Glen and Glenda (Lachlan Watson) return to the saga in human form for the first time since they were little kids in “Seed of Chucky,” and after various plot machinations, they re-enter the doll and become G.G. Since Glen and Glenda are both non-binary, their pronouns are “they.” This makes for a cheeky parallel to the fact that they originated in the same doll and return to the same doll.
Again, we have good acting by Watson (better than in “Chilling Adventures of Sabrina”) but poor overall characterization of Glen and Glenda; they’ve always been the oddball peaceful offspring of Tiffany and Chucky, yet Glenda commits a murder without showing any remorse.
Special effects
The team has fun making a variety of types of Chuckies and continues to do such good work that the dolls’ facial expressions – when combined with Brad Dourif’s voice work – make for more robust personalities than many of the humans. Good Chucky borders on being outright sympathetic.
Best kill
Riffing on the famous moment in “Scanners,” Bryce explodes from many camera angles in “Goin’ to the Chapel” (7).
Best one-liner
In “Chucky Actually” (8), Chucky recaps his kills this season to the tune of “12 Days of Christmas”: “On the 22nd day of Christmas, my true love gave to me, one crucifixion, one resurrection, one vivisection, one execution, one nucleation, one defibrillation, one defenestration, one crime of passion …” and so forth. It recaps the season and also reminds us of that crazy kills are the franchise’s core reason for being.
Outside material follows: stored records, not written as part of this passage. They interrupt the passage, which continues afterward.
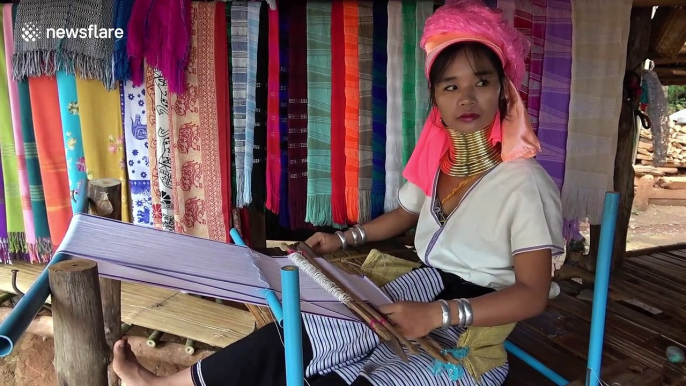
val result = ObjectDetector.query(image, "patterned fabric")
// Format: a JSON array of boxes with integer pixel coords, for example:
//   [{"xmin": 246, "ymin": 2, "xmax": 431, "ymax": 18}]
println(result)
[
  {"xmin": 119, "ymin": 80, "xmax": 153, "ymax": 226},
  {"xmin": 278, "ymin": 1, "xmax": 291, "ymax": 227},
  {"xmin": 288, "ymin": 0, "xmax": 308, "ymax": 228},
  {"xmin": 303, "ymin": 268, "xmax": 509, "ymax": 386},
  {"xmin": 403, "ymin": 1, "xmax": 424, "ymax": 165},
  {"xmin": 266, "ymin": 3, "xmax": 286, "ymax": 214},
  {"xmin": 536, "ymin": 0, "xmax": 572, "ymax": 189},
  {"xmin": 562, "ymin": 0, "xmax": 631, "ymax": 224},
  {"xmin": 28, "ymin": 75, "xmax": 72, "ymax": 248},
  {"xmin": 384, "ymin": 0, "xmax": 403, "ymax": 212},
  {"xmin": 305, "ymin": 2, "xmax": 333, "ymax": 226},
  {"xmin": 57, "ymin": 71, "xmax": 87, "ymax": 212},
  {"xmin": 0, "ymin": 5, "xmax": 26, "ymax": 263},
  {"xmin": 231, "ymin": 1, "xmax": 248, "ymax": 208},
  {"xmin": 343, "ymin": 0, "xmax": 360, "ymax": 223},
  {"xmin": 76, "ymin": 78, "xmax": 131, "ymax": 222},
  {"xmin": 331, "ymin": 1, "xmax": 347, "ymax": 225},
  {"xmin": 371, "ymin": 0, "xmax": 388, "ymax": 218},
  {"xmin": 358, "ymin": 1, "xmax": 374, "ymax": 223},
  {"xmin": 170, "ymin": 3, "xmax": 228, "ymax": 241}
]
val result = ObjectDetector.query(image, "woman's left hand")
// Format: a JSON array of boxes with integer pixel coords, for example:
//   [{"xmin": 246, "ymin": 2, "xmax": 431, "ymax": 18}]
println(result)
[{"xmin": 379, "ymin": 302, "xmax": 443, "ymax": 339}]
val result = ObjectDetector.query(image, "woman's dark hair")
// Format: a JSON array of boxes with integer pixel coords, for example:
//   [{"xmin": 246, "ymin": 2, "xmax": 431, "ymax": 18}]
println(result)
[{"xmin": 429, "ymin": 42, "xmax": 507, "ymax": 120}]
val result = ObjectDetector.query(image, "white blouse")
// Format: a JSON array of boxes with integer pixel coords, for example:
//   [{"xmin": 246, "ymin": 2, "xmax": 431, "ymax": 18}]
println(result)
[{"xmin": 398, "ymin": 159, "xmax": 564, "ymax": 290}]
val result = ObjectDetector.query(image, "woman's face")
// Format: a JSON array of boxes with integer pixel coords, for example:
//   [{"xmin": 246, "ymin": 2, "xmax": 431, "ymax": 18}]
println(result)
[{"xmin": 434, "ymin": 49, "xmax": 500, "ymax": 133}]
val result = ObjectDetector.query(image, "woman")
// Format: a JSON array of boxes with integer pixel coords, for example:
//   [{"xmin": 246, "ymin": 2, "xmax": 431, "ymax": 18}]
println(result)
[{"xmin": 114, "ymin": 0, "xmax": 563, "ymax": 386}]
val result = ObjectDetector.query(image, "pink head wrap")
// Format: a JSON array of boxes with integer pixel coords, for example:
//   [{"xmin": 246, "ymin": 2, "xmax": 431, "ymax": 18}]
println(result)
[{"xmin": 403, "ymin": 0, "xmax": 541, "ymax": 195}]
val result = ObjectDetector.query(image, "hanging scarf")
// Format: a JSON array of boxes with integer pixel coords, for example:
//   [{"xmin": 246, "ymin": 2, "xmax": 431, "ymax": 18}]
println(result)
[
  {"xmin": 384, "ymin": 0, "xmax": 404, "ymax": 212},
  {"xmin": 266, "ymin": 3, "xmax": 285, "ymax": 214},
  {"xmin": 13, "ymin": 0, "xmax": 115, "ymax": 89},
  {"xmin": 126, "ymin": 0, "xmax": 191, "ymax": 93},
  {"xmin": 403, "ymin": 1, "xmax": 421, "ymax": 165},
  {"xmin": 305, "ymin": 2, "xmax": 332, "ymax": 226},
  {"xmin": 76, "ymin": 78, "xmax": 131, "ymax": 222},
  {"xmin": 0, "ymin": 4, "xmax": 37, "ymax": 261},
  {"xmin": 371, "ymin": 0, "xmax": 388, "ymax": 218},
  {"xmin": 330, "ymin": 1, "xmax": 347, "ymax": 225},
  {"xmin": 119, "ymin": 80, "xmax": 153, "ymax": 226},
  {"xmin": 169, "ymin": 3, "xmax": 228, "ymax": 242},
  {"xmin": 288, "ymin": 0, "xmax": 308, "ymax": 229},
  {"xmin": 536, "ymin": 0, "xmax": 572, "ymax": 189},
  {"xmin": 231, "ymin": 1, "xmax": 248, "ymax": 208},
  {"xmin": 113, "ymin": 0, "xmax": 135, "ymax": 81},
  {"xmin": 57, "ymin": 71, "xmax": 87, "ymax": 212},
  {"xmin": 343, "ymin": 0, "xmax": 360, "ymax": 223},
  {"xmin": 253, "ymin": 2, "xmax": 268, "ymax": 210},
  {"xmin": 562, "ymin": 0, "xmax": 631, "ymax": 224},
  {"xmin": 28, "ymin": 75, "xmax": 72, "ymax": 248},
  {"xmin": 358, "ymin": 1, "xmax": 374, "ymax": 223},
  {"xmin": 278, "ymin": 1, "xmax": 291, "ymax": 227}
]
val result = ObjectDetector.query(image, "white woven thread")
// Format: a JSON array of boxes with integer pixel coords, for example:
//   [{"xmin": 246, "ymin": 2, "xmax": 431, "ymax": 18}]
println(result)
[{"xmin": 288, "ymin": 252, "xmax": 353, "ymax": 304}]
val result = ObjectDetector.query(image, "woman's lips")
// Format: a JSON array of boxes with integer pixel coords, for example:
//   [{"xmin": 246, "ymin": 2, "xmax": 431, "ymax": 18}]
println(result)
[{"xmin": 457, "ymin": 113, "xmax": 480, "ymax": 122}]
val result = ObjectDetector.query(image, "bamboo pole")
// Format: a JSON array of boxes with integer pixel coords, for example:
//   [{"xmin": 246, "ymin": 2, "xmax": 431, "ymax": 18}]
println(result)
[{"xmin": 49, "ymin": 259, "xmax": 112, "ymax": 386}]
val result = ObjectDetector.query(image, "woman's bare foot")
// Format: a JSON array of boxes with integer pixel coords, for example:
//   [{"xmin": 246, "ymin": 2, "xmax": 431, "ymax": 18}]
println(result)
[{"xmin": 112, "ymin": 337, "xmax": 157, "ymax": 386}]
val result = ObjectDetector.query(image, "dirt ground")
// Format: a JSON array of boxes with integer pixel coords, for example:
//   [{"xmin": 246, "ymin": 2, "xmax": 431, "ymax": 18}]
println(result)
[{"xmin": 0, "ymin": 205, "xmax": 686, "ymax": 386}]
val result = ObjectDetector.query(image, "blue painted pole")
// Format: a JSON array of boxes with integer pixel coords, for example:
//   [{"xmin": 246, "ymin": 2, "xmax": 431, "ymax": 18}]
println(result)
[
  {"xmin": 281, "ymin": 265, "xmax": 304, "ymax": 386},
  {"xmin": 586, "ymin": 192, "xmax": 619, "ymax": 386},
  {"xmin": 0, "ymin": 179, "xmax": 89, "ymax": 357},
  {"xmin": 505, "ymin": 340, "xmax": 570, "ymax": 386}
]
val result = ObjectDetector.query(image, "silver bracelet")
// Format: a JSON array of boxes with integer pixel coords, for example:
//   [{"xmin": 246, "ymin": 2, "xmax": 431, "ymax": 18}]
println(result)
[
  {"xmin": 353, "ymin": 224, "xmax": 367, "ymax": 244},
  {"xmin": 336, "ymin": 231, "xmax": 348, "ymax": 250},
  {"xmin": 438, "ymin": 299, "xmax": 450, "ymax": 329},
  {"xmin": 350, "ymin": 227, "xmax": 360, "ymax": 247}
]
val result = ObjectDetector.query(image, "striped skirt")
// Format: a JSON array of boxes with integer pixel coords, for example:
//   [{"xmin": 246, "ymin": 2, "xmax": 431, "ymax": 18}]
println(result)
[{"xmin": 191, "ymin": 267, "xmax": 508, "ymax": 386}]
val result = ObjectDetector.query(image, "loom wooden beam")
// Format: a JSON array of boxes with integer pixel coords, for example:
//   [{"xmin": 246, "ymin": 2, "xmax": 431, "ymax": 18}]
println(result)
[
  {"xmin": 48, "ymin": 259, "xmax": 111, "ymax": 386},
  {"xmin": 612, "ymin": 8, "xmax": 652, "ymax": 271},
  {"xmin": 88, "ymin": 178, "xmax": 122, "ymax": 386}
]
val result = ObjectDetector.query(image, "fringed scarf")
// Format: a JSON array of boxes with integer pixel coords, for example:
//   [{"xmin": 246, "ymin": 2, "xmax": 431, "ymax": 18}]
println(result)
[
  {"xmin": 278, "ymin": 1, "xmax": 291, "ymax": 227},
  {"xmin": 288, "ymin": 0, "xmax": 308, "ymax": 229},
  {"xmin": 57, "ymin": 71, "xmax": 87, "ymax": 211},
  {"xmin": 246, "ymin": 3, "xmax": 266, "ymax": 210},
  {"xmin": 113, "ymin": 0, "xmax": 134, "ymax": 81},
  {"xmin": 358, "ymin": 1, "xmax": 374, "ymax": 223},
  {"xmin": 170, "ymin": 3, "xmax": 228, "ymax": 242},
  {"xmin": 266, "ymin": 3, "xmax": 285, "ymax": 214},
  {"xmin": 305, "ymin": 2, "xmax": 332, "ymax": 226},
  {"xmin": 403, "ymin": 1, "xmax": 424, "ymax": 165},
  {"xmin": 119, "ymin": 80, "xmax": 153, "ymax": 226},
  {"xmin": 384, "ymin": 0, "xmax": 404, "ymax": 212},
  {"xmin": 343, "ymin": 0, "xmax": 360, "ymax": 223},
  {"xmin": 13, "ymin": 0, "xmax": 115, "ymax": 89},
  {"xmin": 331, "ymin": 1, "xmax": 347, "ymax": 225},
  {"xmin": 372, "ymin": 0, "xmax": 388, "ymax": 218},
  {"xmin": 230, "ymin": 1, "xmax": 248, "ymax": 208},
  {"xmin": 28, "ymin": 75, "xmax": 72, "ymax": 248},
  {"xmin": 126, "ymin": 0, "xmax": 191, "ymax": 93}
]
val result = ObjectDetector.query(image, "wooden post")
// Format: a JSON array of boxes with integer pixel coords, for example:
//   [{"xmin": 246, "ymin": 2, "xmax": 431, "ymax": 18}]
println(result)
[
  {"xmin": 88, "ymin": 178, "xmax": 122, "ymax": 386},
  {"xmin": 49, "ymin": 259, "xmax": 111, "ymax": 386},
  {"xmin": 612, "ymin": 8, "xmax": 652, "ymax": 271}
]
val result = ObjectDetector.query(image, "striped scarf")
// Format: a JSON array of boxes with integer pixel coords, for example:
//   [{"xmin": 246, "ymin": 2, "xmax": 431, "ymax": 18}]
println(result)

References and meta commentary
School of the Incarnate Lord is Hogwarts-meets-horror. Good Chucky is a riff on all those “Is there still good in the villain?” arcs, such as Anakin Skywalker’s. Caroline has elements of Damien in “Omen IV: The Awakening” in that she looks like an innocent child but perhaps is evil (although in this case there’s no reason why she should be).
Andy is tortured by The Colonel by having his leg muscles peeled off and eaten a la “Hostel.” (A temporary limp is the only issue, luckily.) “Goin’ to the Chapel” is a play on exorcism movies, with direct “Exorcist” references, and the dangerous Chucky Prime is caged and outfitted with a Hannibal Lecter mask.
Continuity and predictions
The mythology is a mess, yet simple enough to follow: There are a ton of Chuckies out there. Killing one is all well and good, but it’s probably a drop in the bucket. The one thing that makes no sense whatsoever, as I mentioned above, is that you’re still an outcast if you believe these dolls are alive, and yet there’s a popular talk show hosted by a Chucky doll.
I will give Season 2 this much credit: I never knew where it was going. And the same will hold true going into the third and final season: I don’t have the slightest idea what will happen. Unfortunately, I can safely predict the plots and character arcs will not have the impact they should.